Peace is one of the great gifts or charisms of the Church and it is good if we are intentional about both cultivating and sharing peace. “Blessed are the peace-makers!” Christians, rooted in the peace that passes all understanding, are an essential non-anxious presence in a world driven by fear, anxiety, and a general sense of dread that expresses itself in cynicism. As we share the Peace today, and receive the Eucharist, let us determine to do as Christ did, and bring peace to every person and situation we encounter.

Grace and peace to you all, in the name of the risen Christ.

The Venerable Grant Rodgers+

Rector

RCL-appointed readings:

Acts 3:12-19 When Peter saw it, he addressed the people, “You Israelites, why do you wonder at this, or why do you stare at us, as though by our own power or piety we had made him walk? The God of Abraham, the God of Isaac, and the God of Jacob, the God of our ancestors has glorified his servant Jesus, whom you handed over and rejected in the presence of Pilate, though he had decided to release him. But you rejected the Holy and Righteous One and asked to have a murderer given to you, and you killed the Author of life, whom God raised from the dead. To this we are witnesses. And by faith in his name, his name itself has made this man strong, whom you see and know; and the faith that is through Jesus has given him this perfect health in the presence of all of you. “And now, friends, I know that you acted in ignorance, as did also your rulers. In this way God fulfilled what he had foretold through all the prophets, that his Messiah would suffer. Repent therefore, and turn to God so that your sins may be wiped out,

Psalm 4 Answer me when I call, O God of my right! You gave me room when I was in distress. Be gracious to me, and hear my prayer. How long, you people, shall my honor suffer shame? How long will you love vain words, and seek after lies? But know that the LORD has set apart the faithful for himself; the LORD hears when I call to him. When you are disturbed, do not sin; ponder it on your beds, and be silent. Offer right sacrifices, and put your trust in the LORD. There are many who say, “O that we might see some good! Let the light of your face shine on us, O LORD!” You have put gladness in my heart more than when their grain and wine abound. I will both lie down and sleep in peace; for you alone, O LORD, make me lie down in safety.
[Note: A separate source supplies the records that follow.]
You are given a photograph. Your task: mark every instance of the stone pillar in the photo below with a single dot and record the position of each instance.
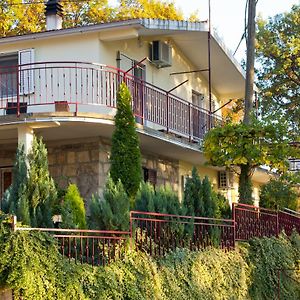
(25, 137)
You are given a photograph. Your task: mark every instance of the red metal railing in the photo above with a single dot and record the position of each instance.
(95, 247)
(87, 87)
(252, 221)
(158, 233)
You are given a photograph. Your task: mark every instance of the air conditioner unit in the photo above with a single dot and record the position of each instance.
(161, 54)
(225, 179)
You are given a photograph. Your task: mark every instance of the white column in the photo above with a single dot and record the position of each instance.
(25, 137)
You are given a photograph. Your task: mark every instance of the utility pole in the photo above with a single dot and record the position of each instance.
(249, 90)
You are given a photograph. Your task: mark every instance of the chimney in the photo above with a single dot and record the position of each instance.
(54, 13)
1 John 3:1-7 See what love the Father has given us, that we should be called children of God; and that is what we are. The reason the world does not know us is that it did not know him. Beloved, we are God’s children now; what we will be has not yet been revealed. What we do know is this: when he is revealed, we will be like him, for we will see him as he is. And all who have this hope in him purify themselves, just as he is pure. Everyone who commits sin is guilty of lawlessness; sin is lawlessness. You know that he was revealed to take away sins, and in him there is no sin. No one who abides in him sins; no one who sins has either seen him or known him. Little children, let no one deceive you. Everyone who does what is right is righteous, just as he is righteous.

Luke 24:36b-48 While they were talking about this, Jesus himself stood among them and said to them, “Peace be with you.” They were startled and terrified, and thought that they were seeing a ghost. He said to them, “Why are you frightened, and why do doubts arise in your hearts? Look at my hands and my feet; see that it is I myself. Touch me and see; for a ghost does not have flesh and bones as you see that I have.” And when he had said this, he showed them his hands and his feet. While in their joy they were disbelieving and still wondering, he said to them, “Have you anything here to eat?” They gave him a piece of broiled fish, and he took it and ate in their presence. Then he said to them, “These are my words that I spoke to you while I was still with you–that everything written about me in the law of Moses, the prophets, and the psalms must be fulfilled.” Then he opened their minds to understand the scriptures, and he said to them, “Thus it is written, that the Messiah is to suffer and to rise from the dead on the third day, and that repentance and forgiveness of sins is to be proclaimed in his name to all nations, beginning from Jerusalem. You are witnesses of these things.